Les tiers qui utilisent les plateformes et les services des contrôleurs d’accès, tels que les sites web et les applications, joueront un rôle majeur dans la collecte du consentement des utilisateurs avant que les données à caractère personnel ne soient collectées et utilisées. Bien que les contrôleurs d’accès soient tenus de se conformer au DMA, ces petites entreprises qui utilisent leurs plateformes et commercent avec eux seront en première ligne, pour ainsi dire, en ce qui concerne l’engagement des utilisateurs, l’obtention du consentement, etc.
Une plateforme de gestion du consentement peut s’avérer un outil essentiel pour obtenir le consentement conforme des utilisateurs à l’utilisation des données. Les plateformes de gestion du consentement (CMP) telles que la solution de consentement Cookiebot™ et le Usercentrics CMP sont déjà des outils précieux pour les entreprises de tous types et de toutes tailles. En effet, elles peuvent ainsi obtenir un consentement valable des utilisateurs et se conformer aux lois sur la protection des données.
Usercentrics, la société mère de Cookiebot™, suit de près les derniers développements afin de s’assurer que les solutions proposées respectent les législations actuelles et à venir, et notamment la législation sur les marchés numériques (Digital Markets Act, DMA).
Défis de la mise en œuvre et implications futures
Alors que les contrôleurs d’accès et d’autres organisations doivent déjà se conformer aux réglementations existantes en matière de protection de la vie privée, le DMA demandera assurément des efforts supplémentaires et posera sûrement certains défis.
Des adaptations nécessaires des pratiques de collecte et de traitement des données, des mises à jour et changements technologiques, ainsi que d’autres mesures seront probablement nécessaires pour répondre aux exigences de conformité du DMA. Les organismes de réglementation joueront un rôle important dans l’application de cette nouvelle législation. Ils devront s’assurer que les contrôleurs d’accès ne se contentent pas de belles paroles, mais qu’ils respectent bien toutes les exigences du DMA, notamment celles relatives au partage de données.

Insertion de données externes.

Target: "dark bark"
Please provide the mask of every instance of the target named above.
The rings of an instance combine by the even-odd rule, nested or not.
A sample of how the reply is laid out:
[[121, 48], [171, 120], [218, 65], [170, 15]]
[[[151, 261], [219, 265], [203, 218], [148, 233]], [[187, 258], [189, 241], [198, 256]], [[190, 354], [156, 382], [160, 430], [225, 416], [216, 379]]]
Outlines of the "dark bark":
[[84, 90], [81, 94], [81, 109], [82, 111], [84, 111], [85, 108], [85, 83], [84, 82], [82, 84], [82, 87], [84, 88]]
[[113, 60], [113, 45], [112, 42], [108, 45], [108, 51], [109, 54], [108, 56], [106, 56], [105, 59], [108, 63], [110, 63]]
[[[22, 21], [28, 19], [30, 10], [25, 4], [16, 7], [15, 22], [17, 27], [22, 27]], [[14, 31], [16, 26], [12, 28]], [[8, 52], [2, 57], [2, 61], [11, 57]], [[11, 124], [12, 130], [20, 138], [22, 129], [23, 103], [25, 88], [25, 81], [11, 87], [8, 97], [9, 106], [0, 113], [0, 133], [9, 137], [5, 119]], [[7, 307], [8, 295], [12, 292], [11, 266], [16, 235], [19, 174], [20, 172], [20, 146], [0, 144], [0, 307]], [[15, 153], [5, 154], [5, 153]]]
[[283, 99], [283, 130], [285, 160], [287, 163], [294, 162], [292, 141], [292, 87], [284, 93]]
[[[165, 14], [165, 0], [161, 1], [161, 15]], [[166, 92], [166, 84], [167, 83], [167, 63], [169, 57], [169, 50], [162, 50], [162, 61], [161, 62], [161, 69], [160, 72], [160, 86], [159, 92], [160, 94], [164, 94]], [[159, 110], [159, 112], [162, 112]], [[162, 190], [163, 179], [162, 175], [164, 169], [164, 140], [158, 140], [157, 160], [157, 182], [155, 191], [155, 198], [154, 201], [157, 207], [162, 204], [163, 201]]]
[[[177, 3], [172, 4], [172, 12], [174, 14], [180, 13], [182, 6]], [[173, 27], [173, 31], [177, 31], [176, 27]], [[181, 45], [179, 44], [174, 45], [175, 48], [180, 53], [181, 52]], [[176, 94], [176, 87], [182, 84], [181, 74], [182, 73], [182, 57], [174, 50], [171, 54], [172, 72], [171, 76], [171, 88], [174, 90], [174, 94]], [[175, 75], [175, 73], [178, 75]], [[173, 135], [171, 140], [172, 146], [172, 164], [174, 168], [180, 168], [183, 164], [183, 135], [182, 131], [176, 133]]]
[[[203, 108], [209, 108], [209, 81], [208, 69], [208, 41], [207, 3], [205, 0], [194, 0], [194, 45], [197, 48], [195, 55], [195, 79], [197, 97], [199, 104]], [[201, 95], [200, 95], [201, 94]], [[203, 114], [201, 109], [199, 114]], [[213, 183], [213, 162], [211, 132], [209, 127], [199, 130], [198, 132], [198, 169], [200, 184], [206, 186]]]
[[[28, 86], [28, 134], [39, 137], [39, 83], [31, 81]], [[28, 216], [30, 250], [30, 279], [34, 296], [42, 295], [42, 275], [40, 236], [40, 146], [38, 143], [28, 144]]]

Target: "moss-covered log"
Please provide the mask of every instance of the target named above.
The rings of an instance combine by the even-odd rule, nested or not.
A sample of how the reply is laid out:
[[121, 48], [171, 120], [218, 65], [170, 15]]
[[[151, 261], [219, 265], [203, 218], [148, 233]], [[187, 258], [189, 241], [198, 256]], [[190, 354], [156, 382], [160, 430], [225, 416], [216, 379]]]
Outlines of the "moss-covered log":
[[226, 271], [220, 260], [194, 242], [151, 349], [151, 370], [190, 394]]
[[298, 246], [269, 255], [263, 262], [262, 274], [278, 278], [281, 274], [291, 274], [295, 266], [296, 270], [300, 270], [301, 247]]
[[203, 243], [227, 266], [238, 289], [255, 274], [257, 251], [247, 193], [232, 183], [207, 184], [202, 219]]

Le Digital Markets Act et son rôle dans l’écosystème numérique
Le DMA vient renforcer les droits des consommateurs concernant leurs données à caractère personnel, tout en assurant la protection des données et de ces droits. L’ obligation pour les contrôleurs d’accès identifiés de respecter le DMA et les restrictions imposées à ces sociétés permettent également de niveler le champ d’action des marchés numériques et d’aider les petites entreprises à être compétitives à l’échelle mondiale. Cela favorisera également l’innovation et permettra d’améliorer l’ expérience en ligne des utilisateurs. Le DMA vise à créer un écosystème numérique plus transparent et centré sur l’utilisateur.